Per i giudici della Corte costituzionale si tratta di una decisione illegittima nonostante il fine fosse quello di ridurre il debito pubblico.

Una donna con le lireLa prescrizione anticipata della lira italiana decisa dal governo Monti è illegittima. Lo ha deciso la Corte Costituzionale.

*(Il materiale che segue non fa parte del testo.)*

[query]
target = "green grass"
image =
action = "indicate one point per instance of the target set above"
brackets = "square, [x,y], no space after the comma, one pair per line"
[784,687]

La Consulta in particolare ha bocciato il provvedimento con cui il 6 dicembre 2011, in deroga alla legge del 2002, si stabilì con decorrenza immediata di ritirare dal mercato valutario le lire ancora in circolazione a favore delle casse dello Stato per ridurre il debito pubblico.

Con le norme del Governo Monti circa 300 milioni di banconote non furono più convertite in quanto venne meno la possibilità, fino a quel momento garantita, di poter convertire banconote e monete fino al 28 febbraio 2012. Quello che fece Mario Monti fu una vera e propria “magia” che portò  nel casse dell’Erario un tesoretto di circa 2.500 miliardi del vecchio conio, pari a un miliardo e 300 milioni di euro. In tanti si trovarono alla sprovvista, con piccoli “tesoretti” in lire senza più alcun valore. Oggi questi risparmiatori hanno avuto la loro rivincita. La Consulta ha rilevato che sussiste la violazione dell’articolo 3 della Costituzione, inerente i principi di “tutela dell’affidamento e di ragionevolezza”.